Starring Sacha Baron Cohen, Martin Freeman, Kellie Bright, Michael Gambon,
Charles Dance, Rhona Mitra.
Ali G, you will recall, started life on Channel
4's "11 0'Clock Show". As played by Sacha Baron Cohen, he's a young pothead
from Staines who somehow got it into his head that he's a gangsta-rapper.
He talks about drive-by shootings and "me bitches", even though he lives
at home and his neighbourhood has more old ladies than thugs.
The character was originally a satire of white
kids who want to be black, and of the silly suburban adoption of urban posturing.
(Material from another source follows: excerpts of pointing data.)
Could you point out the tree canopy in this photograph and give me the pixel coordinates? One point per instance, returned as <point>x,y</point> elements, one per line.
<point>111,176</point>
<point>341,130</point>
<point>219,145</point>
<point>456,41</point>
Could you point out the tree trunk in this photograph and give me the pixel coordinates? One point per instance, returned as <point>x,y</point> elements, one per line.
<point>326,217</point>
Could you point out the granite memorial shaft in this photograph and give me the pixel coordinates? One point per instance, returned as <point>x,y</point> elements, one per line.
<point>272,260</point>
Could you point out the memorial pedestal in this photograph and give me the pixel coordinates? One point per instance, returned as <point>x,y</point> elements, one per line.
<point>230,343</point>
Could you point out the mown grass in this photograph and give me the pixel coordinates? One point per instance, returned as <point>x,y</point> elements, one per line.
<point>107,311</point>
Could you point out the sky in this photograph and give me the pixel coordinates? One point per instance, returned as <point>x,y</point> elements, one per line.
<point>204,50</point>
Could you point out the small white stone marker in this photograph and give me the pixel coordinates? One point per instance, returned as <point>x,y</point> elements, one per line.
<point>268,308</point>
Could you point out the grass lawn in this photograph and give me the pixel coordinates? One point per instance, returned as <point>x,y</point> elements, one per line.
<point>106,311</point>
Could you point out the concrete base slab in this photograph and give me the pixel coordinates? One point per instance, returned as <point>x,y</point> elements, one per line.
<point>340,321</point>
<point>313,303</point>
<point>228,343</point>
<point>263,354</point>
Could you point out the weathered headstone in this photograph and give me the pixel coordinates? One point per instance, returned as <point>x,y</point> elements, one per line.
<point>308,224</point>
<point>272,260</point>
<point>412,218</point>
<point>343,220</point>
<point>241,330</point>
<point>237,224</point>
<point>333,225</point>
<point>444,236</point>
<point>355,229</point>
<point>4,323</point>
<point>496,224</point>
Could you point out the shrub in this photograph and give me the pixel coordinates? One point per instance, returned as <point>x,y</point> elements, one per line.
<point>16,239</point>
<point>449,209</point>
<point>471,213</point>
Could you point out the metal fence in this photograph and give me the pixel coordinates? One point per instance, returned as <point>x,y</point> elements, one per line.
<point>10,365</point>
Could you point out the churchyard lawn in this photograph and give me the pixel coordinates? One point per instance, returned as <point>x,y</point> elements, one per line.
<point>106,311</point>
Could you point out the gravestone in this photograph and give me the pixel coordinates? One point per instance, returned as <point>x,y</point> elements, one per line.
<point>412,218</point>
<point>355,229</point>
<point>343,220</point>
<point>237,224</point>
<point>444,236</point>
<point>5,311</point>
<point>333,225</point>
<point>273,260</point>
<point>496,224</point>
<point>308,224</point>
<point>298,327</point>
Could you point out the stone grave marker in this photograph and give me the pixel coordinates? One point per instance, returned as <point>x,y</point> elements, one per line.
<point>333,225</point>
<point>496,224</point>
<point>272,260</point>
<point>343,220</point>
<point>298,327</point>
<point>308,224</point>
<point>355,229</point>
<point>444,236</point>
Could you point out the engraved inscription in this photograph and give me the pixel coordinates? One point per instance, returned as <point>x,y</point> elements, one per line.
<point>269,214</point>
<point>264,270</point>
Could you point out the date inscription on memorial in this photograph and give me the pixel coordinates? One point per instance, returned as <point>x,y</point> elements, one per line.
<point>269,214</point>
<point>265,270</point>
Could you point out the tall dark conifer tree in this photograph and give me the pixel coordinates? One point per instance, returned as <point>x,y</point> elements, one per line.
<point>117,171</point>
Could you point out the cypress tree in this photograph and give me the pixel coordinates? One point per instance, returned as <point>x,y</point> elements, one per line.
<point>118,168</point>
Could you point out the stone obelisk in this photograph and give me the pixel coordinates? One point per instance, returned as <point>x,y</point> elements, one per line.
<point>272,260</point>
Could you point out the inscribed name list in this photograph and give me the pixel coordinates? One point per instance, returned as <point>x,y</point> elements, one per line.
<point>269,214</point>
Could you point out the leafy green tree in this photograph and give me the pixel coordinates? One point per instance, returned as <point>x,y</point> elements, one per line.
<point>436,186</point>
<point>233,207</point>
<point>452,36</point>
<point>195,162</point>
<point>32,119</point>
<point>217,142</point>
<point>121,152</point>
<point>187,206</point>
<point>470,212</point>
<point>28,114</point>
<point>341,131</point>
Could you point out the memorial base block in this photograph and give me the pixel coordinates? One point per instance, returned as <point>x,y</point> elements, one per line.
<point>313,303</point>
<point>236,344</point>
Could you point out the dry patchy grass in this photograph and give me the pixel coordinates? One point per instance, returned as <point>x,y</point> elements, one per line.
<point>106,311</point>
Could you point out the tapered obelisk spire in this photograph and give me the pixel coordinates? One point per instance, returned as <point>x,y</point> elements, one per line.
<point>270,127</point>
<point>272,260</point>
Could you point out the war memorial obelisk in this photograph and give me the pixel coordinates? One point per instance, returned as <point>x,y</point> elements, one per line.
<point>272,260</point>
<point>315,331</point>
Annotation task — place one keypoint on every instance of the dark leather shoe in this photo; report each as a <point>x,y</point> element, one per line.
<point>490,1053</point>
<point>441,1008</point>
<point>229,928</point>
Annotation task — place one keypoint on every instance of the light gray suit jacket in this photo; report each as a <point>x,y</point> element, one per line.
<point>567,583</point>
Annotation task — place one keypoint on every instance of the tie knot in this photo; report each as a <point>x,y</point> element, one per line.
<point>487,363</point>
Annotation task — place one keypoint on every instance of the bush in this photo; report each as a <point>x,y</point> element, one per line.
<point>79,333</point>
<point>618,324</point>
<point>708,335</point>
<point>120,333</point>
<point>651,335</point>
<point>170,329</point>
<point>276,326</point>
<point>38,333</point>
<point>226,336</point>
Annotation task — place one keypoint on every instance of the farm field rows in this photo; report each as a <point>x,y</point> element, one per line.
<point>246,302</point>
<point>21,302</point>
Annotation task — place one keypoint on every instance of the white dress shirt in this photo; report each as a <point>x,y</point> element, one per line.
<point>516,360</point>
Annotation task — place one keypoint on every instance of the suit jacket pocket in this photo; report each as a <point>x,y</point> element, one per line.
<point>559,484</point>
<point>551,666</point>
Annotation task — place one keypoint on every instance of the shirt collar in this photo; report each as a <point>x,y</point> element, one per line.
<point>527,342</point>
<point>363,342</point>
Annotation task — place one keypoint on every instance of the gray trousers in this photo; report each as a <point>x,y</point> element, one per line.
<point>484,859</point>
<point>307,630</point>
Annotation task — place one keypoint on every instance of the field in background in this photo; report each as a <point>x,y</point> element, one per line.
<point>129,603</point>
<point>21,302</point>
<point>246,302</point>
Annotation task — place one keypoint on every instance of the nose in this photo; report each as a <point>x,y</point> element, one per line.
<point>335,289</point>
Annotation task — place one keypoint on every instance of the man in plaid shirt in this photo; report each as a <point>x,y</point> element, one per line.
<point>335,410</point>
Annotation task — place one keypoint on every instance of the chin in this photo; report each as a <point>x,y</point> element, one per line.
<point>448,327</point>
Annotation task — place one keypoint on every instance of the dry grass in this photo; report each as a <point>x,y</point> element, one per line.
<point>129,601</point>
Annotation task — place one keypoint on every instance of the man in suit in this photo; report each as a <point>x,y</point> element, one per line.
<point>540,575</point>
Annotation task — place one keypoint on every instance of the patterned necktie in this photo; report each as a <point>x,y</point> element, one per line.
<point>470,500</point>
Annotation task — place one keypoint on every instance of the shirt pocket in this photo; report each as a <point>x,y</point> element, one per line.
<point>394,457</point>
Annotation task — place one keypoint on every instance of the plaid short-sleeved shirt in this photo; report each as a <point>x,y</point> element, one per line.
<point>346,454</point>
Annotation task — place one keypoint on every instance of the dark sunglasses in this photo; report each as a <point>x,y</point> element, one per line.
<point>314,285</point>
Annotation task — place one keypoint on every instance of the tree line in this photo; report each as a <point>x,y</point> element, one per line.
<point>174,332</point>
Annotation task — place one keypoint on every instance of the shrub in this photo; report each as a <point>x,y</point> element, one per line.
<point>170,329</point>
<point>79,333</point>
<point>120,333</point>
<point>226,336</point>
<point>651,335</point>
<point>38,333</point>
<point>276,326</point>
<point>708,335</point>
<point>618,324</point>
His sketches were so funny because they showed him interviewing high-profile
figures who thought he was a real guy. Ali went to Northern Ireland and asked
David Trimble, "Would you marry a Catholic bird if she were well fit?" He
met a female activist and asked her, "Do you think it's okay for women to
try a bit of feminism at a party when they is drunk, and then go back to
their boyfriends in the morning?" Talking to an economist about the metric
system, Ali remarked, "Ay, me mate Dave deals in kilos." Most of the interviewees
thought Ali was too stupid to be satirising them, and their clumsy attempts
to answer were priceless.
The joke has gone a bit too far, with Ali G being
imitated by the very kids he was mocking. So it goes. Now we have "Ali
G InDaHouse", which is all about taking the joke too far -- seen
in the context of a 90-minute feature film, Ali appears more puerile, adolescent
and provincial than ever. In between street slang he talks about visiting
local playgrounds and his mum doing his laundry. There's a scene where he
gets on the radio to warn people about the film's villain, and he says,
"Seriously, yo, this geeza is even more evil than Skeletor!"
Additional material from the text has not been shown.